So hinderten Befürchtungen bezüglich der Komplexität, des Zeitaufwands oder des Risikos die Verantwortlichen nicht, sich auf den Aufbau einer Bildungslandschaft einzulassen, vielmehr war es nicht schwierig, Mitstreiter zu finden. Zunächst hatte man sich sowohl fachbereichsübergreifend als auch innerhalb der Fachbereiche zusammengesetzt und geschaut, wo der Kreis in Bezug auf Bildung steht. Davon ausgehend wollte man die Zerklüftung der Bildungslandschaft überwinden und dafür ein Netzwerk aufbauen. Als Schulträger von 95 Schulen sah man sich in der Verpflichtung, über diese Zuständigkeit hinaus zu gehen und möglichst viele der relevanten Akteure zu gewinnen. Heute sitzen zum Beispiel die Schulen, das Staatliche Schulamt, die IHK, die Handwerkskammer oder das kommunale Jobcenter an einem Tisch. Die Chancen für eine erfolgreiche Weiterentwicklung des Bildungswesens stehen insbesondere im Bereich der beruflichen Bildung gut. Denn hierbei kann der Lahn-Dill-Kreis jetzt schon auf ein sehr gutes Ausbildungs- und Berufsangebot mit 90.000 sozialversicherungspflichtigen Beschäftigungsverhältnissen und teilweise Vollbeschäftigung verweisen.

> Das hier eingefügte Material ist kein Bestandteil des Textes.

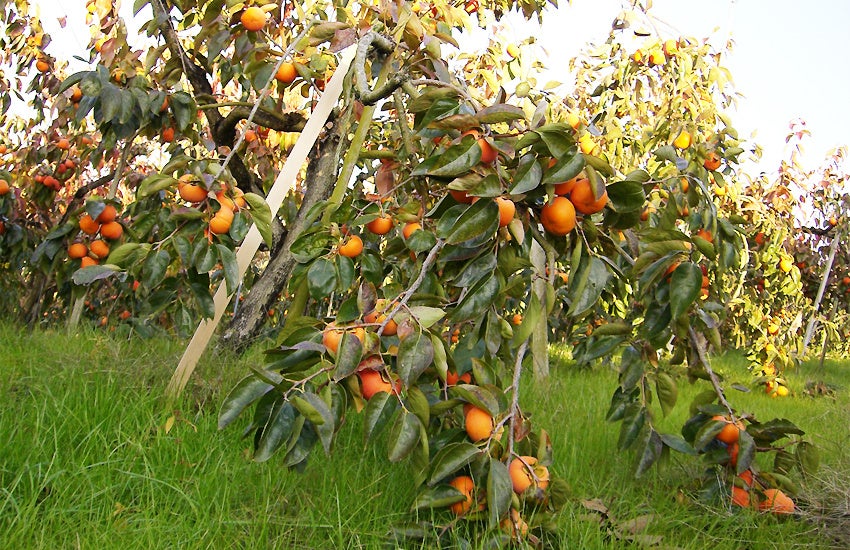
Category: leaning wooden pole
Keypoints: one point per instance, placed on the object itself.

Eine besondere Schwierigkeit sah Dr. Heinz in der Einbeziehung der kreisangehörigen Städte und Gemeinden, weil das Verhältnis zu ihnen oftmals mit wechselseitigen Zuschreibungen bezüglich Nützlichkeit und Effizienz belastet ist. Herr Aurand sieht darin einen längeren Prozess und will das Thema demografische Entwicklung als Anknüpfungspunkt nutzen, insbesondere dort, wo ein Bevölkerungsrückgang beobachtet wird. Da Bildungserfolg der zentrale Schlüssel für die Weiterentwicklung der ländlichen Region ist, soll aber mit den kreisangehörigen Kommunen auch über zukunftsfähige Vernetzungskonzepte für die Bildungslandschaft gesprochen werden. Indem der Landkreis bereits große Anstrengungen unternimmt, dezentral ein sehr gutes Bildungsangebot in den Schulen vorzuhalten, sind die Voraussetzungen gut, um auf die kreisangehörigen Kommunen zuzugehen und gemeinsam eine Gesamtstrategie für Bildung zu entwickeln.
Zum Abschluss thematisierte Dr. Heinz die Frage, wieviel und in welcher Form Struktur benötigt wird, um ein Kommunales Bildungsmanagement aufzubauen, und wie dafür die notwendige Verbindlichkeit in der Zusammenarbeit hergestellt werden kann. Im Lahn-Dill-Kreis wurden ein Lenkungskreis und drei jeweils auf den Lebenslauf bezogene Kompetenzteams gebildet. Die Einrichtung eines Bildungsbüros ist geplant, dafür wurde eine Förderung über das BMBF- Programm "Bildung integriert" beantragt. Für die Auftaktveranstaltung hatte man einen externen Berater geholt. Im Herbst 2015 ging der Landkreis eine Kooperation mit der Transferagentur Hessen ein und sicherte sich damit Experten-Unterstützung für die weitere Entwicklungsarbeit.
Die umfassende Einbeziehung von Bildungsakteuren und Kommunalpolitik bereits bei der Auftaktveranstaltung, die Planungen zur Einrichtung eines Bildungsbüros in der Kreisverwaltung und die Beschlüsse des Kreistags zum Vorhaben signalisieren die Verbindlichkeit auf Seiten des Landkreises. Die Diskussion im Kreistag unterstrich zudem, dass die Gemeinschaft der Akteure kein geschlossenes System sein soll, sondern offen für neue Mitstreiter. Damit wird die Herstellung von Verbindlichkeit in der Zusammenarbeit mit verwaltungsexternen Akteuren allerdings auch zu einer Daueraufgabe.
Abschließend hoben beide Gesprächspartner noch einmal die Bedeutung von politischen Beschlüssen hervor. Denn Kommunales Bildungsmanagement kann nur funktionieren, wenn Überzeugungsarbeit geleistet, die Ressourcen beschrieben werden und die Brücke zwischen den Bildungsgremien und den formalen Gremien geschlagen wird.